- Edachery Location in Kerala, India Edachery Edachery (India)
- Coordinates: 11°39′45″N 75°35′47″E﻿ / ﻿11.6625057°N 75.596466°E
- Country: India
- State: Kerala
- Region: North Malabar
- District: Kozhikode

Languages
- • Official: Malayalam, English
- Time zone: UTC+5:30 (IST)
- PIN: 673502
- Telephone code: 0496
- Vehicle registration: KL 18
- Nearest city: Vatakara
- Lok Sabha constituency: Vatakara

= Edacheri =

Edacheri is a small panchayath in the district of Kozhikode in the South Indian state of Kerala.

==Location==
It is part of the North Malabar province of Kerala, and is situated east of Vatakara.
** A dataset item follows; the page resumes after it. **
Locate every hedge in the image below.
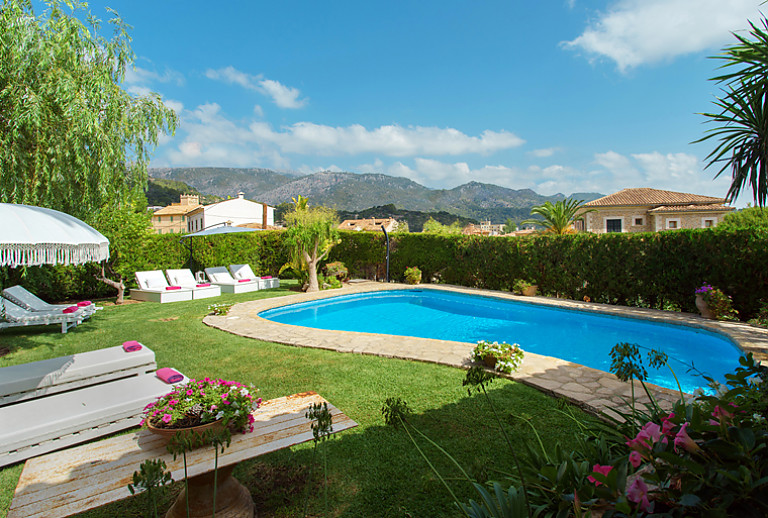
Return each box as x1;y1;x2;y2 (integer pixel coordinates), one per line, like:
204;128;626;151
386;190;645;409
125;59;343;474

Purameri Panchayat borders it to the east, Eramala Panjayath to the west and the Mahe river to the north.

==Administration==
Edacheri is in the Nadapuram constituency and has a strong leftist political history. The panchayat has always been majority LDF (Left Democratic Front) since its inception.

==Demographics==
The panchayat has a mixed population. Hindus constitute the majority. There is also a large Muslim
population.

==Economy==
There are no major industries in Edacheri and migration to the Middle East (Gulf) and the major cities in India is prevalent. There is a saliya-theruvu (weaver's street) where weaving is an important occupation. There are granite quarries in the Panchayat where granite mining is carried out.

== Community ==
The majority of the people here are Hindus belonging to the Thiyya or other lower castes of the Hindus. Nevertheless, a significant portion of Edacheri is also constituted by Nambudiri, and muslim belongs to Mappila sect.

== Law enforcement ==
The Edacheri Police, a division of Kerala Police, is the police agency responsible for law enforcement and investigations within Edacheri as well as nearby towns such as Orkkatteri and Thalayi and the surrounding area.

==Transportation==
Edacheri connects to other parts of India through Vatakara city on the west and Kuttiady town on the east. National Highway 66 passes through Vatakara and the northern stretch connects to Mangalore, Goa and Mumbai. The southern stretch connects to Cochin and Trivandrum. The eastern highway going through Kuttiady connects to Mananthavady, Mysore and Bangalore. The nearest airports are at Kannur and Kozhikode. The nearest railway station is at Vatakara.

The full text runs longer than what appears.